I am getting Inf not for all records but for those subjects where visit number is totally missing for the below code
ec_max <- ddply(AEC, .( Subject Identifier for the Study ), summarise, min_vis = min( Visit Number , na.rm = TRUE))
thats why i tried out
ec_max <- ddply(AEC, .( Subject Identifier for the Study ), summarise, min_vis = function(x) {ifelse(!is.na(x$ Visit Number ), min(x$ Visit Number ), 0 )})
but this code is throwing
Error in vector(type, length) :
vector: cannot make a vector of mode 'closure'.

Thanks a lot..

If I was in your shoes, rather than write a length anonymous function I would preprocess AEC (or at least make a temporary AEC2, where I simple replace all NA's with zero, before invoking ddply().

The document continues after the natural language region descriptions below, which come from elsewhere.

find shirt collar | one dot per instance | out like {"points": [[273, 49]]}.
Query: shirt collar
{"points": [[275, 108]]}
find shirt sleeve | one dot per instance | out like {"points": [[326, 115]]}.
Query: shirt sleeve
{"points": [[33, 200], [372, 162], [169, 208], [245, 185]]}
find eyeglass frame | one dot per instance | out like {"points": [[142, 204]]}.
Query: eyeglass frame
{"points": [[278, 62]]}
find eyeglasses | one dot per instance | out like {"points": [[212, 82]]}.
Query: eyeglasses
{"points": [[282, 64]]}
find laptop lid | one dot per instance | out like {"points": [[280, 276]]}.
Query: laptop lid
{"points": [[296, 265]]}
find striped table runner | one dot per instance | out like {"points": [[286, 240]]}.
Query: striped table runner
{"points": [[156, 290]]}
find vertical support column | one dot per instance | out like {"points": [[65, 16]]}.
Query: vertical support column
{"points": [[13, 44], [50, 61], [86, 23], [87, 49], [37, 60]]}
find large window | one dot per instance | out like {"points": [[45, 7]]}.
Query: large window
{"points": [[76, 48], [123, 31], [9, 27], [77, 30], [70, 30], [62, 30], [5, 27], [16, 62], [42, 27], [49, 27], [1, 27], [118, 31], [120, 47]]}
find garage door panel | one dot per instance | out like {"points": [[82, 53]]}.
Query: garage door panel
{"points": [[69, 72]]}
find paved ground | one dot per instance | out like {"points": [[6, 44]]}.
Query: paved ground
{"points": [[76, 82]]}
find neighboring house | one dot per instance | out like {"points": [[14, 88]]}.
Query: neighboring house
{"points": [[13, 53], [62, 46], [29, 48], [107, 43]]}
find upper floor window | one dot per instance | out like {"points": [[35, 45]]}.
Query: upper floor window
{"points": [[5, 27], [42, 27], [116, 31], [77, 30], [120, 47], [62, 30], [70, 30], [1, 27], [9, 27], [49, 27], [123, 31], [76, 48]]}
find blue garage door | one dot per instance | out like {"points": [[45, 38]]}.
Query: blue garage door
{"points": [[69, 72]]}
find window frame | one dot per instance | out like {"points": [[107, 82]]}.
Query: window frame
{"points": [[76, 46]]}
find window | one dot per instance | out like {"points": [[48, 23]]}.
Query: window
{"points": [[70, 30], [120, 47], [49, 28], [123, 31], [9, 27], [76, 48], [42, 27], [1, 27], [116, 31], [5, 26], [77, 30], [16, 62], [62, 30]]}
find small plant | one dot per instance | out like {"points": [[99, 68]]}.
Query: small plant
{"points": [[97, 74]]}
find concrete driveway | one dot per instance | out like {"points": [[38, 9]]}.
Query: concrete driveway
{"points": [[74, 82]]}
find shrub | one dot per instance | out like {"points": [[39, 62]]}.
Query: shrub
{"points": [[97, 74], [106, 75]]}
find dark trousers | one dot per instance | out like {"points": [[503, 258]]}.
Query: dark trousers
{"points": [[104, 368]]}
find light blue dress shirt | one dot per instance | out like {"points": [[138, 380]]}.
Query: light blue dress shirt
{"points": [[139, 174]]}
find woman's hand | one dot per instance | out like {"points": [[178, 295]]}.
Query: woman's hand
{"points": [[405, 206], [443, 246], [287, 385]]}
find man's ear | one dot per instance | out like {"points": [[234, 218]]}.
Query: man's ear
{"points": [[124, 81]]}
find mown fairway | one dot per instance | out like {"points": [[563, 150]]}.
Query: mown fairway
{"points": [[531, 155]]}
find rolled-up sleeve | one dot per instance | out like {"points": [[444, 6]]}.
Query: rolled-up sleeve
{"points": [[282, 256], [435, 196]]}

sjmisc package has an excellent helper function

sjmisc::replace_na(AEC,value=0)

ok, Thanks for your reply. will try the same. But could you please explain what the error statement actually means, how can i debug such error..

here, take a look at this

library(plyr)

# example data
dfx <- data.frame(
  group = c(rep('A', 8), rep('B', 15), rep('C', 6)),
  sex = sample(c("M", "F"), size = 29, replace = TRUE),
  age = runif(n = 29, min = 18, max = 54)
)
#making one of the groups entirely NA on age
  dfx$age <- ifelse(dfx$group=="C" & dfx$sex=='M',NA_real_,dfx$age)
  dfx


# the problem
ddply(dfx, .(group, sex), summarize,
      mean = round(mean(age), 2),
      sd = round(sd(age), 2),
      min = min(age,na.rm=TRUE))

#a solution with an explicit custom function

mymin <- function(x) {min(ifelse(is.na(x),0,x))}
ddply(dfx, .(group, sex), summarize,
      mean = round(mean(age), 2),
      sd = round(sd(age), 2),
      mymin = mymin(age))

# could you make it fully anonymous? but then how to pass age to it ?
ddply(dfx, .(group, sex), summarize,
      mean = round(mean(age), 2),
      sd = round(sd(age), 2),
      mymin = function(x) {min(ifelse(is.na(x),0,x))})
#how does it know we want to pass (age))
1 Like

Thanks a lot for your detailed explanation I am overwhelmed.., I just would like to clarify one thing.. How the Function(x) gets resolve in an Anonymous function. means what argument generally pass ? does x resolves to dfx for the below code and if so then why cant we use x$age? you can give any other apply function example as well.. it is kind of my general doubt.
Sorry for my silly doubts may be..
ddply(dfx, .(group, sex), summarize,
mean = round(mean(age), 2),
sd = round(sd(age), 2),
mymin = function(x) {min(ifelse(is.na(x),0,x))})

This topic was automatically closed 7 days after the last reply. New replies are no longer allowed.